We must leave to the artist the job—and the duty—of exploring new territory, new avenues and different media, and make the artist our sentinel and our courier, using technological change to explore radical change. Personally, I can bear witness as a filmmaker. For the last 25 years, documentary filmmaking has enabled me to go where I would never have gone, if I had not had films to make that ask questions about identities, nationalisms, exile, revolutions, barbarity, the relationship between the artist and politics, freedom, tolerance and racism. Making films has enabled me to go out and discover other people, to follow the pathways of knowledge, and share things with my audience. In my films, I pursue an itinerary that is as much philosophical as cinematographic. I challenge the obvious “media truth” that relies on the illusion that everything can be said about an event, a person, a situation or a plight, because I know that it cannot. Instead, I try to say everything that can be known about the event, the person, the situation or the plight that will lead to a heightened awareness, impelling the spectator and society to do their duty as thinking beings. I know that when faced by the tragedy or the beauty of this world, our duty is not to laugh or weep: our duty is to understand. My filmmaking is based on this philosophical precondition. The spectators themselves are challenged by this relationship to the truth: they cannot sit idly by on the other side of the screen like attentive observers of the story, as it unfolds, passive witnesses of the unexpected outcomes of a clash of personalities; on the contrary, I do everything possible to compel them to abandon their exclusive role as witnesses or spectators. I make every effort to drive them into the arena of the film by provoking the controversy that is a precondition of awareness. The creative approach lies in a highly complex interpretation of reality: it is an attempt to reveal. Filmmaking is like painting, theatre or any other art that tries to represent, or rather to construct, the reality that lies behind the apparent reality.

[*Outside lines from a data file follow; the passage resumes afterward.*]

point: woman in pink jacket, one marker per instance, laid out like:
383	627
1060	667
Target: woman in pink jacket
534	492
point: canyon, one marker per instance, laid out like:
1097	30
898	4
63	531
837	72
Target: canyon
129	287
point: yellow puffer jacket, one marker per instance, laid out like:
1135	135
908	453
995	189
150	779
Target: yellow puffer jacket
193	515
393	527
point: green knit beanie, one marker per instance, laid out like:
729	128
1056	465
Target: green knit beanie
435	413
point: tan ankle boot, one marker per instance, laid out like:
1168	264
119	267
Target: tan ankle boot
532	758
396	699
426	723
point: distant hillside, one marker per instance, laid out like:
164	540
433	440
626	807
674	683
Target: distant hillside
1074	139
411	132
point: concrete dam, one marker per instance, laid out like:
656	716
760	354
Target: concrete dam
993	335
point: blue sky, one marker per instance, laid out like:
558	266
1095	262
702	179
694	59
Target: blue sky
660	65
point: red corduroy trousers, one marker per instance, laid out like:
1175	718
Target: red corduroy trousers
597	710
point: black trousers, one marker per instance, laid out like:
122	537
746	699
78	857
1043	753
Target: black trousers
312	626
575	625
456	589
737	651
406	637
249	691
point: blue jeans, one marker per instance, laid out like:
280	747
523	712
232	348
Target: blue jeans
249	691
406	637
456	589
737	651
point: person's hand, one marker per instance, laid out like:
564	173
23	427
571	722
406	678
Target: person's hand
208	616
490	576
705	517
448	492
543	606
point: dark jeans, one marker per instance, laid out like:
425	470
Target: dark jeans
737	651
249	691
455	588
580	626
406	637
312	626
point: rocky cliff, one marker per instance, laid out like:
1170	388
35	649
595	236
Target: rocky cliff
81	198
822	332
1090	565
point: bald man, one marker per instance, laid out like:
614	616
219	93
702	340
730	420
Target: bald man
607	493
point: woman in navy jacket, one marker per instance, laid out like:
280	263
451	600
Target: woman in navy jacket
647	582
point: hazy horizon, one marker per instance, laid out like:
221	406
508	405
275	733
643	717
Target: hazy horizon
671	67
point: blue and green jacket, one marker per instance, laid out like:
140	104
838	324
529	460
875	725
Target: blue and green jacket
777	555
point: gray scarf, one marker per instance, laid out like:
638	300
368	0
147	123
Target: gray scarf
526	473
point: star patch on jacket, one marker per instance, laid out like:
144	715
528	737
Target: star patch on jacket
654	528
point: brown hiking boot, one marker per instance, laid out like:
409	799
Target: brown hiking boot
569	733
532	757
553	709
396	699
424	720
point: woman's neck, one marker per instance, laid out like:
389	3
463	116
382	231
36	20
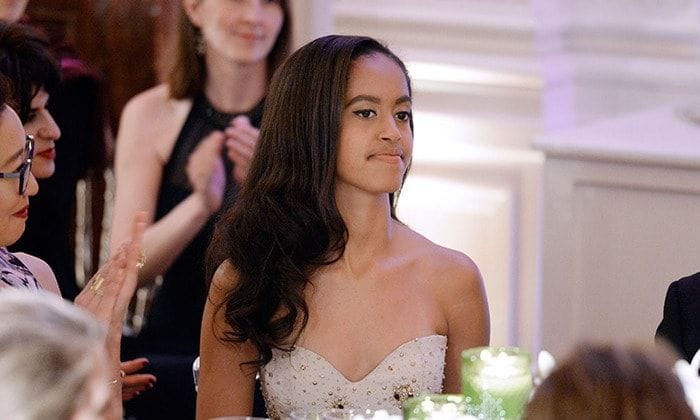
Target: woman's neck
234	87
370	229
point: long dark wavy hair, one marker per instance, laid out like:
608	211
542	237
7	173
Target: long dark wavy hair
189	71
26	60
285	223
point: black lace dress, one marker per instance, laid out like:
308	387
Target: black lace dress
170	338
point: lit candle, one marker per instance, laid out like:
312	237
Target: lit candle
496	381
436	407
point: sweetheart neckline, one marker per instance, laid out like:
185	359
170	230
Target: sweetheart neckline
371	372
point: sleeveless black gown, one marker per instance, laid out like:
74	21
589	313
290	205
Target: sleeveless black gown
170	338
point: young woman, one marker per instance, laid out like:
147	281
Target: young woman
319	287
106	295
182	149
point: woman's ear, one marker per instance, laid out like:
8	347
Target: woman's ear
191	8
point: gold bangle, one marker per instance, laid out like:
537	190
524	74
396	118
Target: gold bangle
141	261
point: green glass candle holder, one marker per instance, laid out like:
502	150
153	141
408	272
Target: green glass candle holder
435	406
496	381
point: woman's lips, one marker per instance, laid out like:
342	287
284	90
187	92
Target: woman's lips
22	214
388	157
48	154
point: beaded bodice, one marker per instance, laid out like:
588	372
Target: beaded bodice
302	380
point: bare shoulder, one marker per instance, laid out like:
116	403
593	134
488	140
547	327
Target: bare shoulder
154	108
441	264
41	270
224	280
450	273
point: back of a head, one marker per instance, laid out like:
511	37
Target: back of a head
27	61
49	349
611	382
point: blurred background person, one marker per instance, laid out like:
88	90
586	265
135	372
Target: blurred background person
611	382
183	148
680	325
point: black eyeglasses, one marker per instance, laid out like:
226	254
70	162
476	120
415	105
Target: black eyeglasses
23	173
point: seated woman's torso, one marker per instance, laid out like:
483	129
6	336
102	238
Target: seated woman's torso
302	380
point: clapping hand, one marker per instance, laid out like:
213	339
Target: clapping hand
132	383
241	139
205	170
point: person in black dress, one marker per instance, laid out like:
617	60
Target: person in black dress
182	150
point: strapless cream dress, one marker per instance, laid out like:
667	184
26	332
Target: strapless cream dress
302	380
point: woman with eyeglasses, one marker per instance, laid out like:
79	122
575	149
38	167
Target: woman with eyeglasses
33	76
106	296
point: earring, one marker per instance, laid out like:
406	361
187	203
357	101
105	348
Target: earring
199	45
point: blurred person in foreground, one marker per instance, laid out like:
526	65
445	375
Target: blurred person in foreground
183	150
609	382
53	364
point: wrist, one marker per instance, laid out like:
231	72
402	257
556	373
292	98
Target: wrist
203	206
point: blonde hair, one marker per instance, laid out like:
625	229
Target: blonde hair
609	382
49	351
188	69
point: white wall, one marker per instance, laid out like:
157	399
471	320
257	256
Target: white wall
490	76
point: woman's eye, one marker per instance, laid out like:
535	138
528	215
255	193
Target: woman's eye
404	115
365	113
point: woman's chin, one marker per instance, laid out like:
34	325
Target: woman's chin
43	170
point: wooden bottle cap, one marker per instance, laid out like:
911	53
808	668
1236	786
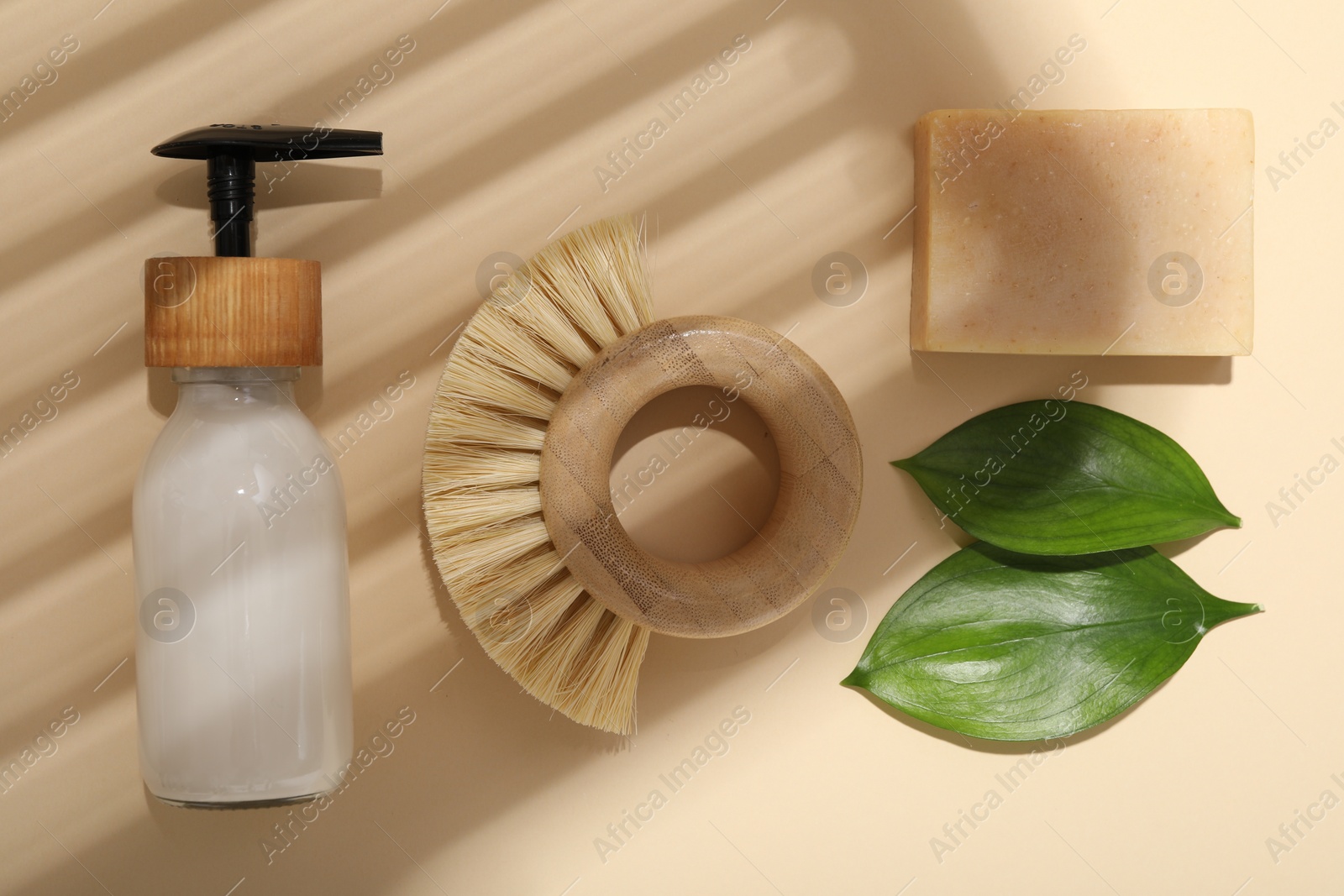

I know that what I am saying about filmmaking, which is what I do and what I love, I can say about artistic creation in general. Creation is not a realm for the humanities or for cultural intervention, still less for social work; I believe that its role is the more basic one of resistance, founded on critical thinking. It is in this sense that art is a primary locus for lively thought within a culture and a society. It is a space for freedom and expression by the younger generations, often their only way of feeling included, just as it is the last resort of the outcasts of society. In this sense, the artist does not have a monopoly on critical thinking and resistance, and that is a good thing, but the artist does have a basic right to a fair share of respect and attention. The destiny of a people is not something that can be left to the experts alone. Culture and thought cannot be managed as you manage an organization chart. History is replete with unfortunate examples in which creative activity in a society perished at the very hands of its benefactors, whether well-meaning bureaucrats or short-sighted monarchs.

The country that no longer listens to its creative people is culturally doomed. Artists must be allowed to remain on the periphery of the present, sometimes indicating where what we think of as our ideal world has gone astray or failed to complete its journey. It is therefore important to make room for those whose task it is to explore the tragic vagaries of human existence, its beauty, sometimes, and its ugliness, and to find the sublime, the unexpected or the unpredictable obscured by the commonplace. It resembles the work of those who pan for gold: just as futile but just as essential, with its need to dream, its painstaking labour, and its sublime revelations.